Azure AI Video Indexer

Azure AI Video Indexer Cheat Sheet

Azure AI Video Indexer is a cloud-based service within Azure AI that leverages multiple Azure AI technologies like Face, Translator, Vision, and Speech to analyze video and audio content. It uses over 30 AI models to extract detailed insights from videos, enabling advanced audio and video analysis for richer understanding and indexing of multimedia content.

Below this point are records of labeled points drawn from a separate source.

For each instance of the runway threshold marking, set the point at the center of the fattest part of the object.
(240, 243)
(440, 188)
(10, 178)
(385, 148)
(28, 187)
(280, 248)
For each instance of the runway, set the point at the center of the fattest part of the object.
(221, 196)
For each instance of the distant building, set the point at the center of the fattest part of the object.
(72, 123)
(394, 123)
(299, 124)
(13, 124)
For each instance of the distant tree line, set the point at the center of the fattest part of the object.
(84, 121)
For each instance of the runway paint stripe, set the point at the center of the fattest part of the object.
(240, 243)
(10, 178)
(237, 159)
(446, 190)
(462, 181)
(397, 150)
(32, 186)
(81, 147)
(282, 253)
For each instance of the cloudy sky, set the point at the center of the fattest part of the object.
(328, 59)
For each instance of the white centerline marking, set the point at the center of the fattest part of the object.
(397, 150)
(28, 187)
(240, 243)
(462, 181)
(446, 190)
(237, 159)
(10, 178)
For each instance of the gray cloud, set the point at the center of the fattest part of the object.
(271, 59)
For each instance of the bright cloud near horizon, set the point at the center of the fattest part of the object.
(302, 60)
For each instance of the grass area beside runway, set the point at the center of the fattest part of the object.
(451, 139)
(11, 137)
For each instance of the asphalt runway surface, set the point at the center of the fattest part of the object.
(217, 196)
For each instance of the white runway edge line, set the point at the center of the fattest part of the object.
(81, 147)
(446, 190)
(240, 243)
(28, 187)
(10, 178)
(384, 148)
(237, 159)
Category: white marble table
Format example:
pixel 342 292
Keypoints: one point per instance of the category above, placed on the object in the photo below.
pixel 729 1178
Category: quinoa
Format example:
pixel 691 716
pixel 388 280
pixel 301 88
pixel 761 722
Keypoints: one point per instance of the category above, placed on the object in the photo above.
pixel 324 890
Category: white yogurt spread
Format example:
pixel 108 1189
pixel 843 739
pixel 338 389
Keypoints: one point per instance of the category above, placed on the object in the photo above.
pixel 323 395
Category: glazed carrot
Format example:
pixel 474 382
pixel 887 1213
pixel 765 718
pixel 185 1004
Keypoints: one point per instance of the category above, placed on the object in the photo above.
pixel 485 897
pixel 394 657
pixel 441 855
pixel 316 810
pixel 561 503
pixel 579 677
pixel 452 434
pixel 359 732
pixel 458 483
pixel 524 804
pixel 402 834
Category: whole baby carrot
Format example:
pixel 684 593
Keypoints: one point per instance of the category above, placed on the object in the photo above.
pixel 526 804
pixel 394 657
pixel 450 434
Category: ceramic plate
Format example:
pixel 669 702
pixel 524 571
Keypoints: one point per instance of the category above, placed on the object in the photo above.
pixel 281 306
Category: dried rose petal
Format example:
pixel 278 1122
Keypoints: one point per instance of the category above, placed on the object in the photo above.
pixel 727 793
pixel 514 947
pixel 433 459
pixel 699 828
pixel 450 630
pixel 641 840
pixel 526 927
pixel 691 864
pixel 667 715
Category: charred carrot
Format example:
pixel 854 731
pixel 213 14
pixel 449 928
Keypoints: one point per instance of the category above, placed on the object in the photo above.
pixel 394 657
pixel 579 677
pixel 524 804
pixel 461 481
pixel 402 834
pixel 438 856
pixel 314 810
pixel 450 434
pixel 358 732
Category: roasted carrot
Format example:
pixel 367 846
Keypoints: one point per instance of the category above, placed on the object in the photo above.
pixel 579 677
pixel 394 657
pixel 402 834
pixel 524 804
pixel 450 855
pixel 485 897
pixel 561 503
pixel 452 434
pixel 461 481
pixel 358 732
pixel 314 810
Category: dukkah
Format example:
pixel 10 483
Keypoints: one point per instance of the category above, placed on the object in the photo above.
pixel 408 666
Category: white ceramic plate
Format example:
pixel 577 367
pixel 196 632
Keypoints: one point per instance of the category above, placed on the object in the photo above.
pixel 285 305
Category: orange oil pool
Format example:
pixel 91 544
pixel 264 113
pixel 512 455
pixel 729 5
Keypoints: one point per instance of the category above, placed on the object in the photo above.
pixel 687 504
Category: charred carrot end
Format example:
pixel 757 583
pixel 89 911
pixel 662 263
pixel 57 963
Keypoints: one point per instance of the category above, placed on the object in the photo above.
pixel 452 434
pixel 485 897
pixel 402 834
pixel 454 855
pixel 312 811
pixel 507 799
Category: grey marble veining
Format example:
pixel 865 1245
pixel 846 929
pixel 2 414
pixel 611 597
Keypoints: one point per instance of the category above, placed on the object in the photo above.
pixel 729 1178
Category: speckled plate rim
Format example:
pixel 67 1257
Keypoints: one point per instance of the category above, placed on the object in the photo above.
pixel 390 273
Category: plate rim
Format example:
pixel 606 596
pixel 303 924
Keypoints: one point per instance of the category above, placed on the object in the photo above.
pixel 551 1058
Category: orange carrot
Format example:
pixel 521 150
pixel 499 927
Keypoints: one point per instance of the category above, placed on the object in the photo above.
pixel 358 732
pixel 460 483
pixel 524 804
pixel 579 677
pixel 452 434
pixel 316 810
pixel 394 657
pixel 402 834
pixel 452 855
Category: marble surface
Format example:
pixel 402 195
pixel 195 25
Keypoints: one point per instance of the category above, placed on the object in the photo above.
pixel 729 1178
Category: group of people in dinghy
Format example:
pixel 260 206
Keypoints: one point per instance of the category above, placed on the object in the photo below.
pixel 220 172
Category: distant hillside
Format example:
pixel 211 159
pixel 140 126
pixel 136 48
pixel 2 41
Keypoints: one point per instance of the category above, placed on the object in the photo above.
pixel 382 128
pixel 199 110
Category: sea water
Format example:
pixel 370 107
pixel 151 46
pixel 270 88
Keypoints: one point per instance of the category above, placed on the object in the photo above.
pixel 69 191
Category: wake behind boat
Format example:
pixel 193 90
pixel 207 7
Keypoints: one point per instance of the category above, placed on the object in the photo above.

How can Azure AI Video Indexer be used?

Azure AI Video Indexer provides insights that can support a wide range of use cases, including:

Deep Search – Enables searching within videos for spoken words, faces, and co-occurrences to find specific moments quickly. Useful for news agencies, education, broadcasters, entertainment, enterprises, and any video library.
Content Creation – Facilitates creating trailers, highlight reels, and clips using keyframes, scene markers, and timestamps to easily navigate and edit video content.
Accessibility- Provides multi-language transcription and translation to support people with disabilities and distribute content globally in various languages.
Monetization- Enhances video value by supplying detailed insights to ad servers, helping industries deliver more relevant ads and increase revenue.
Content Moderation- Uses text and visual moderation models to detect inappropriate content, ensuring compliance with organizational standards by blocking or alerting users.
Recommendations- Improves user engagement by tagging videos with rich metadata to suggest relevant videos and highlight important moments tailored to user preferences.

🎥 Video models

Face Detection: Finds and groups faces appearing in videos.
Celebrity Identification: Recognizes over 1 million celebrities, including actors, leaders, and public figures, using data from public sources.
Account-based Face Identification: Custom trains face recognition models specific to an account to identify faces in videos.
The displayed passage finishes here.